Qual foi a maior coisa que você aprendeu com Sid?

Todo mundo fala sobre o tipo de pessoa que ele é e como ele é realista. É uma loucura dizer – porque ele é o cara que admirei durante toda a minha vida e aspirei ser – mas acho que ele é apenas um cara normal. Tipo, apenas andando pelo vestiário, fácil de conviver. Eu converso com ele sobre qualquer coisa. Isso é uma coisa muito legal, separar a lenda de que ele é do quão normal ele é e quão fácil é conversar com ele.

Então, o seu draft dos Sharks, Ivar Stenberg, depois contrata Mason Marchment e Jacob Trouba, e vai buscar a enfermeira Darnell. Qual é a coisa mais emocionante para você na entressafra de San Jose?
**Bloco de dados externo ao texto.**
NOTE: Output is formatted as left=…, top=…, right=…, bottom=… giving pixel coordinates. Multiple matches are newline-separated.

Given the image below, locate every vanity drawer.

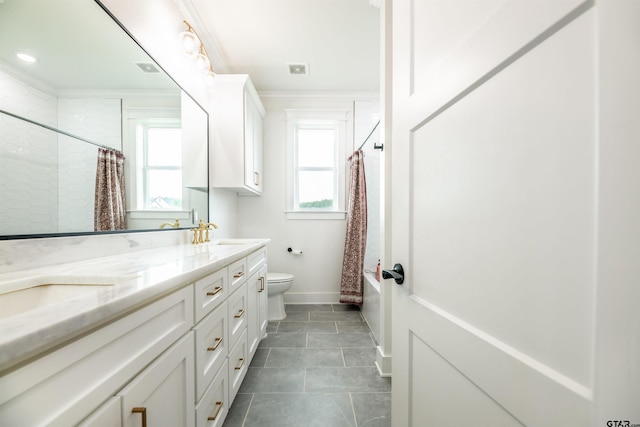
left=196, top=359, right=231, bottom=427
left=228, top=283, right=248, bottom=348
left=229, top=258, right=249, bottom=294
left=194, top=268, right=229, bottom=323
left=247, top=247, right=267, bottom=277
left=229, top=330, right=250, bottom=403
left=193, top=302, right=229, bottom=401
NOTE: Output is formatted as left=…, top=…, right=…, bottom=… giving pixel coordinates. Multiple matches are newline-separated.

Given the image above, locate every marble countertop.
left=0, top=239, right=269, bottom=372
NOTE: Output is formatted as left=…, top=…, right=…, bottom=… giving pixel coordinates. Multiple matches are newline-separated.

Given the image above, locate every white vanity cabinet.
left=0, top=286, right=193, bottom=426
left=0, top=247, right=266, bottom=427
left=118, top=332, right=195, bottom=427
left=209, top=74, right=265, bottom=195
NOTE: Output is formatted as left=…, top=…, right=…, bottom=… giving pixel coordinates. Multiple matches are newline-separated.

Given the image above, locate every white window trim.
left=284, top=108, right=351, bottom=220
left=123, top=107, right=182, bottom=219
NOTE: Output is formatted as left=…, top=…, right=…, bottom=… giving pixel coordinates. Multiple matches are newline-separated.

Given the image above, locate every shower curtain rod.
left=356, top=120, right=383, bottom=151
left=0, top=110, right=122, bottom=154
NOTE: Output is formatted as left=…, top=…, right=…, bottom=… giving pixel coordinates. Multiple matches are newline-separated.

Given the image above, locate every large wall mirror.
left=0, top=0, right=208, bottom=239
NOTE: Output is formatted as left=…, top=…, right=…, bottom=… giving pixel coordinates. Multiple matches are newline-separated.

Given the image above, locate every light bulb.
left=196, top=50, right=211, bottom=71
left=16, top=52, right=37, bottom=64
left=180, top=30, right=200, bottom=56
left=204, top=66, right=216, bottom=89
Todas essas adições vão nos ajudar, e nosso rascunho foi ótimo. Você ouve isso de todo mundo. Tivemos ótimas adições em D e muitos jovens jogadores excelentes que podem não vir no próximo ano, mas nos ajudarão tremendamente no futuro. Na agência gratuita, essas adições nos ajudarão este ano. Tenho mandado mensagens para alguns caras do nosso time: é estranho, só porque são meus primeiros anos na NHL e não estou acostumado com a rotatividade de um time. Então é muito difícil perder caras como (William) Eklund e (Ryan) Reaves e (Vincent) Desharnais e (Mario) Ferraro, todos aqueles caras que partiram. Porque você constrói esse relacionamento e essa amizade com eles, e é difícil vê-los partir. É uma loucura que no próximo ano teremos uma equipe completamente diferente. Mas também é emocionante ver os passos que estamos dando e como todos olhamos para o futuro.

Enfermeira, Trombeta e Marchamento trazem alguns coaxos. Para você, quão importante é esse elemento?
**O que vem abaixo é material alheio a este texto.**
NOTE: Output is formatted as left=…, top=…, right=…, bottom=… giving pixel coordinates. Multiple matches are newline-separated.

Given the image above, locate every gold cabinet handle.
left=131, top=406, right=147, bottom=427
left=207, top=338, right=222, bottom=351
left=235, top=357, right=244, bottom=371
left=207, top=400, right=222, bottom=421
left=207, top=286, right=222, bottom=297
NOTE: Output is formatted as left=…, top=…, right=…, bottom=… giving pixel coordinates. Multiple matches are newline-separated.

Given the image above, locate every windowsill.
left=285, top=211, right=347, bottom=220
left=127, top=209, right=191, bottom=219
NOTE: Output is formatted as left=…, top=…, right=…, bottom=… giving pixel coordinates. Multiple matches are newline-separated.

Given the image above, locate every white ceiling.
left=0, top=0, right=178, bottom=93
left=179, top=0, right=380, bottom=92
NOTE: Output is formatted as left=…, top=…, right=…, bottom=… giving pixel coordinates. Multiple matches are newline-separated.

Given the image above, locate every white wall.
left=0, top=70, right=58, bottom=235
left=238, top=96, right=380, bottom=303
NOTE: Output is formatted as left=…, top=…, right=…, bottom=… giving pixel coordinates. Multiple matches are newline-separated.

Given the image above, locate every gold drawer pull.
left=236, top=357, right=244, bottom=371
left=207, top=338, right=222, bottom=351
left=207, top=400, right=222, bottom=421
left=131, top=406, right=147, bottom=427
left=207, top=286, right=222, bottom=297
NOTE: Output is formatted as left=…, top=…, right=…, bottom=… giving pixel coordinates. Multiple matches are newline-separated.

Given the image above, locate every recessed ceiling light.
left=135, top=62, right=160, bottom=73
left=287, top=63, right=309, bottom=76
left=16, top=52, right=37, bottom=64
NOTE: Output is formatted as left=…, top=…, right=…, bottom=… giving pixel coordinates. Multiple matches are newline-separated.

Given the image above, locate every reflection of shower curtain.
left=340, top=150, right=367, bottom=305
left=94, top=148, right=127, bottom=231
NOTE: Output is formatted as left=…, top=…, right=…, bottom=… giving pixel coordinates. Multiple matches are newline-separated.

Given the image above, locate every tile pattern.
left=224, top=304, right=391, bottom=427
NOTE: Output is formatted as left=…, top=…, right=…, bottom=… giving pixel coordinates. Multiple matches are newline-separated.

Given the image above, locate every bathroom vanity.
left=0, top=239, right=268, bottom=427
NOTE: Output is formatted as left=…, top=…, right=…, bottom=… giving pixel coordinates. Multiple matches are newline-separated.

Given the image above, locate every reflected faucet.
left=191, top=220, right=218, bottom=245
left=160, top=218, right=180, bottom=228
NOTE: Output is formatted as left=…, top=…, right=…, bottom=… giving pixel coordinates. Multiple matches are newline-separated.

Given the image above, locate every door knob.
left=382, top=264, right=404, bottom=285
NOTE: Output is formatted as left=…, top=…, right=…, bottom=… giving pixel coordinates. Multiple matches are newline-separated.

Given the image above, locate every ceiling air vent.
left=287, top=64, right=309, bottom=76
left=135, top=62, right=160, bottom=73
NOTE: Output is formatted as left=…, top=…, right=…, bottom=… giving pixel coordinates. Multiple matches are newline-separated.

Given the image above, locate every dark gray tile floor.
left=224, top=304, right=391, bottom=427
Isso será maravilhoso para nós. Principalmente com alguns dos caras mais jovens que temos, e toda a habilidade que temos, isso vai compensar muito. Quero dizer, você viu no ano passado: todos nós temos costas. Mas ter alguns jogadores que têm um pouco mais de vantagem e são um pouco maiores definitivamente ajuda a garantir que nossos jogadores saibam que estão protegendo-os.

Pelo que entendi, Gavin McKenna, de Toronto, treinará ao seu lado e de Conor Bedard neste verão.

Esse é o plano. Ainda não sei exatamente quando, mas acho que em algum momento chegará a Vancouver. Ele é muito amigo do meu agente (Pat Brisson, que representa as duas estrelas). Um dos meus bons amigos, Ryder Ritchie, e (seu pai) Byron Ritchie, ele passa muito tempo com eles, então irá com eles.

Você enfrentou seu novo companheiro de equipe Ivar Stenberg no Mundial. O que se destaca?

Do jeito que ele patina e de todas as habilidades que possui. Quão calmo e bom ele é com o disco. Ele também é um competidor, o que adoro. Acho que será ótimo para nós a forma como ele conduz o jogo e quer vencer.

Agora você tem permissão para continuar. Houve algum progresso com o acordo?

(Sorri). Não, ainda não. Ainda não.

Você prevê um longo futuro lá?

Sim, sim. Olhando para o que temos e o que estamos construindo, acho que todos deveríamos estar entusiasmados com o que está por vir.